In the case that you are using MERGE without concurrency and with no triggers on the underlying tables, is it still a bad idea?  Which of the bugs apply in this case?  I would mostly be using MERGE in scheduled database maintenance jobs.

Although I agree with you about the syntax, it is unfortunately based on the ANSI standard.

Cheers


Thursday, November 21, 2013 - 8:30:18 AM - Syed Back To Top (27566)

Hello All,

I have a excel sheet as source and SQL db_table as target , I want to update Table and Insert new records if it is not exist, Through "DATAFLOW TASK" in "SSIS 2008" Please Help me out of this horrible situation 

 

Thanks in Advance


Monday, October 28, 2013 - 11:58:55 AM - Jeff Moden Back To Top (27296)

Awesome article on MERGE, especially concerning how triggers handle it.  Thanks for taking the time to test and post, Aaron.


Monday, October 21, 2013 - 10:22:49 AM - David Stout (dbslave) Back To Top (27211)

Aaron, Thanks for clearing that up, and for the article.


Monday, October 21, 2013 - 7:41:01 AM - Aaron Bertrand Back To Top (27208)

David, this is relevant for SQL Server 2008, 2008 R2, 2012, and 2014. The only exception would be bugs that have been fixed quietly in newer versions, or as a side effect of some other change (e.g. optimizer improvements).


Sunday, October 20, 2013 - 11:16:33 AM - David Stout (dbslave) Back To Top (27204)

This article addresses SQL 2008 can some one tell me if this is also true of SQL 2008R2?


Sunday, October 20, 2013 - 9:22:35 AM - Aaron Bertrand Back To Top (27202)
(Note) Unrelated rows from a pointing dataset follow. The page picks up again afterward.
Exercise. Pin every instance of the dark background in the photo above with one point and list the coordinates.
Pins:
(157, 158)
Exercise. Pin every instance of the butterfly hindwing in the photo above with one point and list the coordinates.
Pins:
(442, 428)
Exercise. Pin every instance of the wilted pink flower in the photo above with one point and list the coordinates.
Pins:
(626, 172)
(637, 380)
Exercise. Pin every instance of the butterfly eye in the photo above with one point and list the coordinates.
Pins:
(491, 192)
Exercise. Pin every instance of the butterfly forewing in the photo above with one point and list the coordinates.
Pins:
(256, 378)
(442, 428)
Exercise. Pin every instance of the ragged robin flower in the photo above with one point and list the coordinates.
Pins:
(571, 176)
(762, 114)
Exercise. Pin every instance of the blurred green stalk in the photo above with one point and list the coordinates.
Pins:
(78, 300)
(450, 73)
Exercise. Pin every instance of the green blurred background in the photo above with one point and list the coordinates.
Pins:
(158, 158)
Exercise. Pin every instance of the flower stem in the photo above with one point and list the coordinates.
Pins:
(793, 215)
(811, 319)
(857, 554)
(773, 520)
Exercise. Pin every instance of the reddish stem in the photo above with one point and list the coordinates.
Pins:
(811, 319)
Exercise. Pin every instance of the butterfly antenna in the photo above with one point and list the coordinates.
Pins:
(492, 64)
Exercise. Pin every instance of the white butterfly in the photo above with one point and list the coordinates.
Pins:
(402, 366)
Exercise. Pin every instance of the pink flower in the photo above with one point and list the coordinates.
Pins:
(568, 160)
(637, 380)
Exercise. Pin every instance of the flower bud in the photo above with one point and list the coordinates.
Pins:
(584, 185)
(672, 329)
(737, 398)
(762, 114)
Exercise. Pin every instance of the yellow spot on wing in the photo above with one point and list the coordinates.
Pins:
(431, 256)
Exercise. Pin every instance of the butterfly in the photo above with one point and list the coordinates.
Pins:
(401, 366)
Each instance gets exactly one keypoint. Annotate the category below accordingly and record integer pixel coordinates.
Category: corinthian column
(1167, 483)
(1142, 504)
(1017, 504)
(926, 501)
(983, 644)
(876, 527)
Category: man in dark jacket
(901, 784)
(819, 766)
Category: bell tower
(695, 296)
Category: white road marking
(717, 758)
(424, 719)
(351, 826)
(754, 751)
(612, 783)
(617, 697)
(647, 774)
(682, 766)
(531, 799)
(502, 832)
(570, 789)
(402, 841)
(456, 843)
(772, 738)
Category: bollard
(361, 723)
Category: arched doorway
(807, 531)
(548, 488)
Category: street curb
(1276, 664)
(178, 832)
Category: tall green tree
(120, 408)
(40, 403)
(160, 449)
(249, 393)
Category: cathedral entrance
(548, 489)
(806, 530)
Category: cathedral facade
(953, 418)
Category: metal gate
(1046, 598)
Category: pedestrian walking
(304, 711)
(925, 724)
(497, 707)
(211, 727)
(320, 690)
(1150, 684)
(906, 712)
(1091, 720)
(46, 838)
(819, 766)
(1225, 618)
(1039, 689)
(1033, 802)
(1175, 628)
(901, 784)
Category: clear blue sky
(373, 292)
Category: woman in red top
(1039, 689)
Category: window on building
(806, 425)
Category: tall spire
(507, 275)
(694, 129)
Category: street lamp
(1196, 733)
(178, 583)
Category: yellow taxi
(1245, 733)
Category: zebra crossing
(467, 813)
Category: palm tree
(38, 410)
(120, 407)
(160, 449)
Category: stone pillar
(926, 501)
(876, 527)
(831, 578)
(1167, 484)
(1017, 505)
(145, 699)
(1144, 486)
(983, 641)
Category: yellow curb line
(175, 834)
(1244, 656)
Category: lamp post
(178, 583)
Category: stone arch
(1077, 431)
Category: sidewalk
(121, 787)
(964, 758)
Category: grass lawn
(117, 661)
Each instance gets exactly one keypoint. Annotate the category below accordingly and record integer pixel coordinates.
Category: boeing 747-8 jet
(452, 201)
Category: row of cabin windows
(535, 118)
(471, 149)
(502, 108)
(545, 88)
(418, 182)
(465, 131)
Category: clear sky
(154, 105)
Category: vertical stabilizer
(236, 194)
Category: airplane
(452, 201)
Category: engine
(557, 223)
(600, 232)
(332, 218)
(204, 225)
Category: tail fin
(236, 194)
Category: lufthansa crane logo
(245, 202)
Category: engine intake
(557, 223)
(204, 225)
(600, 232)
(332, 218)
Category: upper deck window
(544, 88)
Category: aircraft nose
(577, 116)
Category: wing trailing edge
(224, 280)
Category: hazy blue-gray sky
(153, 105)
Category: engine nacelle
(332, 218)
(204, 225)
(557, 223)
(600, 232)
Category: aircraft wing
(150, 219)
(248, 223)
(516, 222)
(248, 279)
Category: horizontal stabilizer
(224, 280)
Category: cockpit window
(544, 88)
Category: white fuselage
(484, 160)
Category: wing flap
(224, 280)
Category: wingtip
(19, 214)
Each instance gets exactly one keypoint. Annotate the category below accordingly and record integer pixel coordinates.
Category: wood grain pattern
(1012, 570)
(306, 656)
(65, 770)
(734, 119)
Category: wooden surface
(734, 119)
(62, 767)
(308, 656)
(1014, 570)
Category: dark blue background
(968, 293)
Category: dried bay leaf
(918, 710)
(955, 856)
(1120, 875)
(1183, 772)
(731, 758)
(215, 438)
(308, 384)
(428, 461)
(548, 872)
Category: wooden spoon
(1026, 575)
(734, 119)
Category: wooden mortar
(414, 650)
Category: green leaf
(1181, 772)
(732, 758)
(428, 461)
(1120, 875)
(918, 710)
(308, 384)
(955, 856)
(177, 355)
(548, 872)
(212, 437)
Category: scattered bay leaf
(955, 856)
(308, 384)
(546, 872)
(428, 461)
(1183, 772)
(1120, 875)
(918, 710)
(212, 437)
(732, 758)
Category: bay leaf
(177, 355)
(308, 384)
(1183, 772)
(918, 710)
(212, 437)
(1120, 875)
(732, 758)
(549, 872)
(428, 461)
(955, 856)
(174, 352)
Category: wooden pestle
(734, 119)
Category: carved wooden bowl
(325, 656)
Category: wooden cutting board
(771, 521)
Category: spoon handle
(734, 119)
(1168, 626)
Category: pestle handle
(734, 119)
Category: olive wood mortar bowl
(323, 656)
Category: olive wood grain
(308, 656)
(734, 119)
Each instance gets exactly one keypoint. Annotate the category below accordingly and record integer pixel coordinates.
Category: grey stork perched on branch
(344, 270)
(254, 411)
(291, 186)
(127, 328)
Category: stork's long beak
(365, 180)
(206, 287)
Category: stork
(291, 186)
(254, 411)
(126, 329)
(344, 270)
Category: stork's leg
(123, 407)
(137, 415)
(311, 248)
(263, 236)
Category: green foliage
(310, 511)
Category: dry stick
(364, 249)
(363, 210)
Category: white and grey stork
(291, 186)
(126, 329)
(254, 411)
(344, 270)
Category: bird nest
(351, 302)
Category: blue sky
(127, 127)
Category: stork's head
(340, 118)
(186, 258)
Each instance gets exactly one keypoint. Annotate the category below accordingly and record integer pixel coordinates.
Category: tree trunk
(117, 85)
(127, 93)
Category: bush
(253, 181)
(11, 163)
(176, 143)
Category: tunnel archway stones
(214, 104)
Alex, I don't know that any pattern can be made invulnerable to race conditions. This has very little to do with the statements you use, and more to do with the trade-offs you make between isolation level and concurrency. For example, if you wrap several statements in a serializable transaction, conflicts are impossible, but that can really have an impact on transaction throughput.


Sunday, October 20, 2013 - 1:28:04 AM - Alex Friedman Back To Top (27201)

This is very worrying. I really love the MERGE statement, and it's a pity it is so buggy.

What would you say are the best "tried and true methods of separate statements"? I've seen several patterns floating around, and most also vulnerable to race conditions.

 


Friday, October 18, 2013 - 4:31:13 PM - TimothyAWiseman Back To Top (27191)

It is always good to be on the watch for unexpected behavior.  Thanks for pointing some of this out.


Thursday, October 17, 2013 - 2:08:30 PM - Theron Back To Top (27179)

I read this just as I was about to code some upsert logic using merge, so thanks for the warning.  I had a good experience with Oracle's merge on a previous project and was glad to see it implemented in SQL Server as well.   Now I think I'll go ahead and use the separate statements instead!